驚異の営業力、道内全ての道路工事関係会社と取引口座を持つ会社

「M&Aに関しては、セミナーなどに参加したことがあり、漠然とイメージはありました。でも、自分が会社を譲渡することは考えていませんでした」。
北海道全域を販売エリアとし、道路を整備する際に使う計測機などをメインに取り扱う商社、北晃測機の木村社長は、重機リースを手がける大手・西尾レントオールと資本業務提携を行うことになった経緯をこう振り返りました。

北晃測機は、木村氏の父親が1973年に北海道で設立した会社。
「前身は56年に父が仲間と設立した北開測機という会社です。道路舗装の際に使う測量器機や品質管理を担う試験機械などを取り扱っていました。北海道の開発に伴う急拡大により、分社化したのが、北晃測機です」。“計る・測る・量る”に関する機器を扱う商社として大きくなった同社に、木村氏が後継者として入社したのは1988年。バブル全盛期、公共事業による道路の新設が多数行われ、それに付随して商品が自動的に売れていく時代でした。

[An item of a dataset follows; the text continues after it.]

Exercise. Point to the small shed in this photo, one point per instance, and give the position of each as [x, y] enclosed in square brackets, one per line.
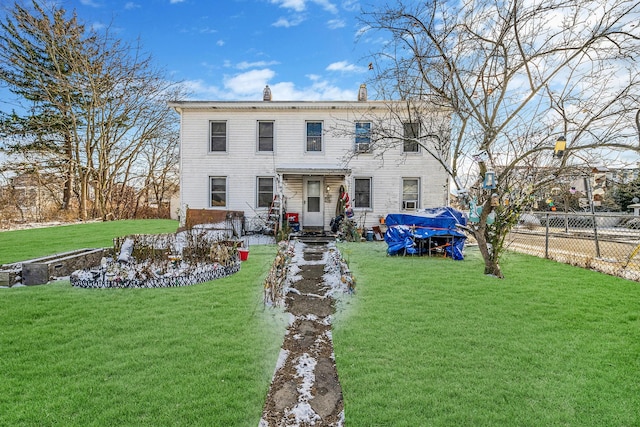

ところがすぐにバブルは崩壊。取引先の大手企業が倒産し、同社は債務超過のピンチに陥ってしまったといいます。
「急な景気後退となり、父は舵取りに苦心しました。これまでのやり方を変える必要があるということで、私が経営を引き継ぐことになったのです」。こうして1996年、木村氏が社長に就任。道路、舗装、土木など、オールマイティに取り揃えていた計測機械の中で、得意とする道路分野の商材を活かし切れていないと感じ、その分野の営業を強化。同社しか扱っていない商材などを強みとし、従来の待ちの姿勢を転換しました。また積極的に営業を行うことで取引先を3〜4倍にまで増やしていきました。
「現在、北海道内の道路設備工事に関する会社とは、ほぼすべてと取り引きしています」。ピンチを乗り越えた同社は、その後現在に至るまで連続黒字を計上。堅実な経営を行えるようになっていました。


経営基盤強化のための戦略的M&A

M&A締結時、木村氏は59歳。社長ご自身もまだまだ采配をふるえる年齢だと自負していたそうです。しかし同時に、近年は時代の変化が激しく、取り扱い製品の高性能・高価格化が進んでいて、長期的な戦略を考えると経営基盤を強化しなければならないと考えていたと語ります。
「測量機械だけではやっていけない時代になる。他業種と同様、計測機にもICT*化の波がきている。自社だけでやっていくことに限界が来るのではとの不安がありました」。木村氏には東京のメーカーに勤めている息子さんがいらっしゃいますが、そのご子息が「会社を継がない」と表明したことも、M&Aによる譲渡を進める後押しとなったようです。
「計測機市場はシュリンクしつつあります。そんな現状の中、東京で勤務している息子に『戻って来て継いでほしい』とは言いにくい。息子にも会社を継ぐ気はないとわかっていました」。しかしそうなれば、従業員に後を継いでもらうか、何年か後に廃業とするのか、親族内承継以外の道を検討する必要があると考えるようになったといいます。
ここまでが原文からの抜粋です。